Tentu saja, Zhan Lan dan dia tidak akur, tetapi di perjalanan, Zhan Liluo, melihat Zhan Lan berpakaian begitu sederhana, sama sekali tidak menganggapnya serius.
Dengan pakaiannya, dia pasti akan tenggelam di antara banyaknya wanita bangsawan.
Zhan Liluo juga bingung mengapa nama Zhan Lan ada dalam daftar orang-orang yang memasuki istana.
Dia menyentuh jepit rambut permata di dahinya, berbagi kereta dengan gadis asuh yang berstatus tidak penting seperti itu sungguh memalukan!
Mata Zhan Lan terpejam sedikit, bersandar di kereta, dia tidak peduli bagaimana Zhan Liluo melihatnya!
Di kehidupan sebelumnya, dia adalah Permaisuri Nanjin.
Dia sendiri yang mengatur Pesta Bunga tersebut.
Melihat Zhan Liluo begitu berjaya, ia sama sekali tidak menyadari bahwa jamuan makan tersebut menguji vitalitas, semangat, dan temperamen seseorang.
Perjamuan Bunga, mulai dari mengapresiasi bunga, hingga pesta makan, berjalan-jalan di taman, hingga menyaksikan kembang api di Altar Surgawi.
Aktivitas-aktivitas ini mengharuskan seseorang untuk menjaga kesehatan fisik dan mental yang baik.
Dia sangat gembira sekarang, dan dengan aksesoris yang begitu berat di kepalanya, dia kemungkinan akan menunjukkan tanda-tanda kelelahan di tengah-tengah jamuan makan.

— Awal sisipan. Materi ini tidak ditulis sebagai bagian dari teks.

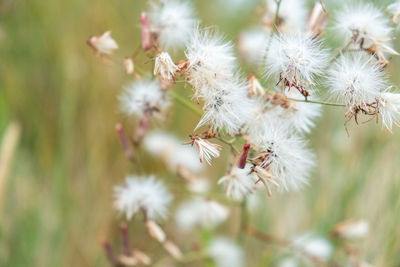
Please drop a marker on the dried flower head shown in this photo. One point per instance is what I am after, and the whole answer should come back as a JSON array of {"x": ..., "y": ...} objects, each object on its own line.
[
  {"x": 206, "y": 149},
  {"x": 365, "y": 26},
  {"x": 172, "y": 22},
  {"x": 201, "y": 212},
  {"x": 144, "y": 96},
  {"x": 239, "y": 182},
  {"x": 142, "y": 194},
  {"x": 103, "y": 44},
  {"x": 164, "y": 67},
  {"x": 295, "y": 59},
  {"x": 226, "y": 253}
]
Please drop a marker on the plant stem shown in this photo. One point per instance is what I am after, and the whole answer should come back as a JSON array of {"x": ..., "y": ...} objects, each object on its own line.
[
  {"x": 186, "y": 103},
  {"x": 318, "y": 102}
]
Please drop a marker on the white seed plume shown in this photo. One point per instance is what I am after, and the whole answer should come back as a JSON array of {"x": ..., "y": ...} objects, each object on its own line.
[
  {"x": 356, "y": 80},
  {"x": 142, "y": 194},
  {"x": 164, "y": 67},
  {"x": 292, "y": 14},
  {"x": 239, "y": 182},
  {"x": 366, "y": 25},
  {"x": 314, "y": 245},
  {"x": 172, "y": 151},
  {"x": 226, "y": 253},
  {"x": 389, "y": 109},
  {"x": 200, "y": 212},
  {"x": 394, "y": 9},
  {"x": 172, "y": 21},
  {"x": 211, "y": 62},
  {"x": 143, "y": 96},
  {"x": 103, "y": 44},
  {"x": 287, "y": 158},
  {"x": 227, "y": 108},
  {"x": 252, "y": 45},
  {"x": 296, "y": 57},
  {"x": 206, "y": 149}
]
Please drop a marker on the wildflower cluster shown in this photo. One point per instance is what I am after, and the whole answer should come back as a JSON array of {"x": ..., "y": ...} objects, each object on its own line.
[{"x": 269, "y": 123}]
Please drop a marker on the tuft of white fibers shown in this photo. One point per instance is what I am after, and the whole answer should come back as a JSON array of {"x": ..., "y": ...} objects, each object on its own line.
[
  {"x": 142, "y": 194},
  {"x": 172, "y": 151},
  {"x": 164, "y": 67},
  {"x": 200, "y": 212},
  {"x": 284, "y": 156},
  {"x": 292, "y": 13},
  {"x": 296, "y": 57},
  {"x": 394, "y": 9},
  {"x": 314, "y": 245},
  {"x": 228, "y": 108},
  {"x": 356, "y": 80},
  {"x": 298, "y": 115},
  {"x": 144, "y": 96},
  {"x": 389, "y": 109},
  {"x": 239, "y": 182},
  {"x": 365, "y": 24},
  {"x": 172, "y": 21},
  {"x": 252, "y": 45},
  {"x": 226, "y": 253},
  {"x": 211, "y": 61}
]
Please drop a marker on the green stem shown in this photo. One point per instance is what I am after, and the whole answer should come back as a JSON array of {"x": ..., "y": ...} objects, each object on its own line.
[
  {"x": 185, "y": 103},
  {"x": 318, "y": 102}
]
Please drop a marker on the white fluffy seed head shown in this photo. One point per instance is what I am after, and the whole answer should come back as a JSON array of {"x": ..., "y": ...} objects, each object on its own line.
[
  {"x": 296, "y": 57},
  {"x": 172, "y": 21},
  {"x": 227, "y": 108},
  {"x": 364, "y": 23},
  {"x": 211, "y": 61},
  {"x": 239, "y": 182},
  {"x": 252, "y": 45},
  {"x": 356, "y": 80},
  {"x": 226, "y": 253},
  {"x": 389, "y": 109},
  {"x": 200, "y": 212},
  {"x": 289, "y": 160},
  {"x": 143, "y": 96},
  {"x": 292, "y": 14},
  {"x": 142, "y": 194}
]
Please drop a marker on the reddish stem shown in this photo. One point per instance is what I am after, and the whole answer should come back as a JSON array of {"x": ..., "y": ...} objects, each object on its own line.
[{"x": 243, "y": 156}]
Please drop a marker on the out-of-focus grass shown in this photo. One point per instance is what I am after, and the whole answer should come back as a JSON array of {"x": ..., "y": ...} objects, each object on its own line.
[{"x": 58, "y": 205}]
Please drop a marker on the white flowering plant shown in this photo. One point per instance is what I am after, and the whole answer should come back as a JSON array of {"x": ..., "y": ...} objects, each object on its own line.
[{"x": 259, "y": 123}]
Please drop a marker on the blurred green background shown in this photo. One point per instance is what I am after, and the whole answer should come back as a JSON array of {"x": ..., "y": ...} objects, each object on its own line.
[{"x": 56, "y": 206}]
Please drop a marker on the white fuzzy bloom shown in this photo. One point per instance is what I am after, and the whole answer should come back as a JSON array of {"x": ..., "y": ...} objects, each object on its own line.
[
  {"x": 206, "y": 149},
  {"x": 296, "y": 57},
  {"x": 389, "y": 109},
  {"x": 298, "y": 115},
  {"x": 143, "y": 96},
  {"x": 356, "y": 80},
  {"x": 142, "y": 193},
  {"x": 252, "y": 45},
  {"x": 211, "y": 62},
  {"x": 172, "y": 151},
  {"x": 164, "y": 67},
  {"x": 228, "y": 108},
  {"x": 366, "y": 25},
  {"x": 292, "y": 14},
  {"x": 352, "y": 229},
  {"x": 394, "y": 9},
  {"x": 287, "y": 158},
  {"x": 226, "y": 253},
  {"x": 103, "y": 44},
  {"x": 239, "y": 182},
  {"x": 200, "y": 212},
  {"x": 172, "y": 21},
  {"x": 314, "y": 245}
]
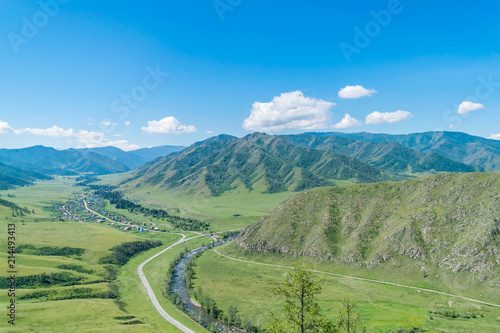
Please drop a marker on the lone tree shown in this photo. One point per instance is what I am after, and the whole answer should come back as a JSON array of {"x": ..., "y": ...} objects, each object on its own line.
[
  {"x": 349, "y": 317},
  {"x": 302, "y": 312}
]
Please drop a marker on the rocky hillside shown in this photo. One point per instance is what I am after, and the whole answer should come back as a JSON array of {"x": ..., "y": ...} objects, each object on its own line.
[
  {"x": 448, "y": 220},
  {"x": 390, "y": 157},
  {"x": 460, "y": 147}
]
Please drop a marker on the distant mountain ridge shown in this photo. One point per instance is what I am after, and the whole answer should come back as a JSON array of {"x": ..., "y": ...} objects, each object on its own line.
[
  {"x": 456, "y": 146},
  {"x": 390, "y": 157},
  {"x": 20, "y": 167},
  {"x": 257, "y": 161},
  {"x": 11, "y": 177}
]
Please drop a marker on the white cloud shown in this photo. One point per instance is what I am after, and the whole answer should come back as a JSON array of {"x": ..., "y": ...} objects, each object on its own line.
[
  {"x": 356, "y": 91},
  {"x": 108, "y": 123},
  {"x": 348, "y": 122},
  {"x": 376, "y": 117},
  {"x": 53, "y": 131},
  {"x": 122, "y": 144},
  {"x": 468, "y": 106},
  {"x": 6, "y": 128},
  {"x": 289, "y": 111},
  {"x": 168, "y": 125}
]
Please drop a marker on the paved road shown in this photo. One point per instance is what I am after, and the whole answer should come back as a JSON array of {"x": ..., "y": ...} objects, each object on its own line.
[
  {"x": 363, "y": 279},
  {"x": 152, "y": 295},
  {"x": 104, "y": 217}
]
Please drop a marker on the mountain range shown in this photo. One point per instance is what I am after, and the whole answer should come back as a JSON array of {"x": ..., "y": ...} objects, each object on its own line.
[
  {"x": 456, "y": 146},
  {"x": 257, "y": 161},
  {"x": 265, "y": 163}
]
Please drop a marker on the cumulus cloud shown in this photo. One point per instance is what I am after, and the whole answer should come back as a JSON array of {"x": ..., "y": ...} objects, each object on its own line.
[
  {"x": 96, "y": 139},
  {"x": 53, "y": 131},
  {"x": 168, "y": 125},
  {"x": 83, "y": 139},
  {"x": 289, "y": 111},
  {"x": 356, "y": 91},
  {"x": 376, "y": 117},
  {"x": 468, "y": 106},
  {"x": 348, "y": 122},
  {"x": 6, "y": 128}
]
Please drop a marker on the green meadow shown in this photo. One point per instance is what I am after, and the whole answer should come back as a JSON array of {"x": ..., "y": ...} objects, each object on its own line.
[{"x": 134, "y": 312}]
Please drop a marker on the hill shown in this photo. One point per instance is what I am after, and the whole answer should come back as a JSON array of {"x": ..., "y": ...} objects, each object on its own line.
[
  {"x": 155, "y": 152},
  {"x": 391, "y": 157},
  {"x": 11, "y": 177},
  {"x": 460, "y": 147},
  {"x": 258, "y": 161},
  {"x": 133, "y": 159},
  {"x": 448, "y": 220},
  {"x": 46, "y": 160}
]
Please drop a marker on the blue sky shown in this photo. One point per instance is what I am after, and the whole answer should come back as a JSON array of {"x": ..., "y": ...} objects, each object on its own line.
[{"x": 138, "y": 74}]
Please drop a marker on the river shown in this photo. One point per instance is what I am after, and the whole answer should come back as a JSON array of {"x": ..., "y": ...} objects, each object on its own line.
[{"x": 179, "y": 286}]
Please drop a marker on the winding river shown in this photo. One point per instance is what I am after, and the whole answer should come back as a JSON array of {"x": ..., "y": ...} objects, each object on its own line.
[{"x": 179, "y": 286}]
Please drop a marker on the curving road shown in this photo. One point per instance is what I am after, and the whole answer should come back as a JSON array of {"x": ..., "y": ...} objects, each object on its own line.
[{"x": 362, "y": 279}]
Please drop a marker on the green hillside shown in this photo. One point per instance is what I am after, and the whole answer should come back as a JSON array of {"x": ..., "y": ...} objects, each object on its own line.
[
  {"x": 258, "y": 162},
  {"x": 50, "y": 161},
  {"x": 11, "y": 177},
  {"x": 447, "y": 221}
]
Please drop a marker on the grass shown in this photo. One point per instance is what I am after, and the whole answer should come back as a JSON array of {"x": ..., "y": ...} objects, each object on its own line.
[
  {"x": 78, "y": 315},
  {"x": 219, "y": 211},
  {"x": 135, "y": 296},
  {"x": 383, "y": 308},
  {"x": 40, "y": 195},
  {"x": 156, "y": 273}
]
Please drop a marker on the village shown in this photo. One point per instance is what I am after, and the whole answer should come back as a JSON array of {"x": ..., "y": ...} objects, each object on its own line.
[{"x": 92, "y": 208}]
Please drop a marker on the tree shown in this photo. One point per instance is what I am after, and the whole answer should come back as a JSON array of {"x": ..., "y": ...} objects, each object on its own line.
[
  {"x": 302, "y": 312},
  {"x": 348, "y": 318}
]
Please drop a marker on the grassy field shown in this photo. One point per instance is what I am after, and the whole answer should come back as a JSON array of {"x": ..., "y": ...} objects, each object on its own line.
[
  {"x": 219, "y": 211},
  {"x": 383, "y": 308},
  {"x": 136, "y": 298},
  {"x": 248, "y": 206},
  {"x": 81, "y": 315}
]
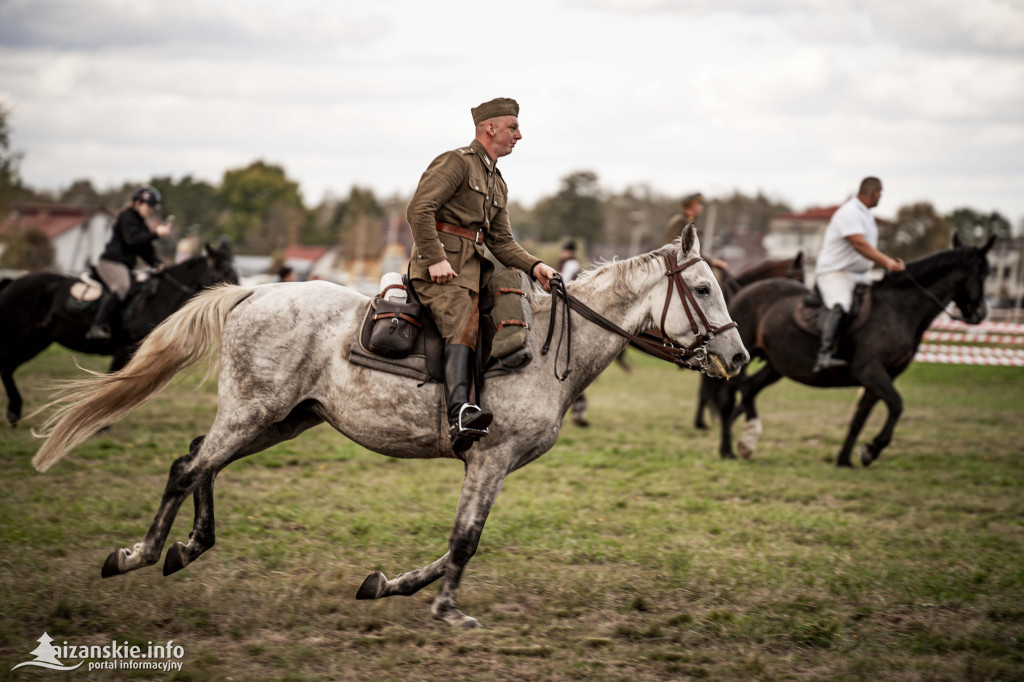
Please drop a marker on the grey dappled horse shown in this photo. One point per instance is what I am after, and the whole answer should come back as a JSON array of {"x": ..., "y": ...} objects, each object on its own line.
[{"x": 284, "y": 369}]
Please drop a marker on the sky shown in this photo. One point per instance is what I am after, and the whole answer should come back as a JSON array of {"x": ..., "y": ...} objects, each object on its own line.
[{"x": 796, "y": 98}]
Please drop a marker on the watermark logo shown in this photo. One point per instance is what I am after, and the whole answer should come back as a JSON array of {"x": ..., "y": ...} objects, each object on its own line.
[
  {"x": 164, "y": 657},
  {"x": 46, "y": 655}
]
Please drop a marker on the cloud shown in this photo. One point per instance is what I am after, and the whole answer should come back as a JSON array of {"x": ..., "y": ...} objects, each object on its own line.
[{"x": 71, "y": 26}]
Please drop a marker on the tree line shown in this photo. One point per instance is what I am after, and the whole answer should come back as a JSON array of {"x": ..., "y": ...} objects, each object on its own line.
[{"x": 261, "y": 211}]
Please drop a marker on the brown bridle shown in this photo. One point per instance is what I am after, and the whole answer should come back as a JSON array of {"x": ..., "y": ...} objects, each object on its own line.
[{"x": 693, "y": 356}]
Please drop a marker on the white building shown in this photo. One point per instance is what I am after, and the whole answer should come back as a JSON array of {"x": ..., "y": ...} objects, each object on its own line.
[{"x": 78, "y": 233}]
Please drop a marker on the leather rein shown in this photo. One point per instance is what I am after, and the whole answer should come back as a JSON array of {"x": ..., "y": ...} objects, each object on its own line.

Kalau tidak, dia tidak akan tersenyum seperti ini.
Zhan Peng dan Zhan Hui berada di gerbong yang sama.
Keduanya tidak berbicara sama sekali di perjalanan, Zhan Hui, seperti Zhan Lan, memejamkan mata, mengabaikan Zhan Peng.
Zhan Peng juga sangat gembira karena hari ini, dia telah menyiapkan hadiah besar untuk Zhan Hui!
Bahkan Marquis muda itu pun tidak tahu tentang rencananya!
Hari ini di istana kekaisaran, suasananya sangat ramai, di musim semi, Taman Kekaisaran dipenuhi dengan bunga-bunga yang bermekaran.
Saat keempat anggota keluarga Zhan tiba di istana, di sela-sela acara melihat bunga, Zhan Lan dihentikan oleh seorang pengasuh.
Zhan Lan memperhatikan dengan saksama dan melihat bahwa orang itu adalah Nanny Xie dari rombongan Putri Mahkota.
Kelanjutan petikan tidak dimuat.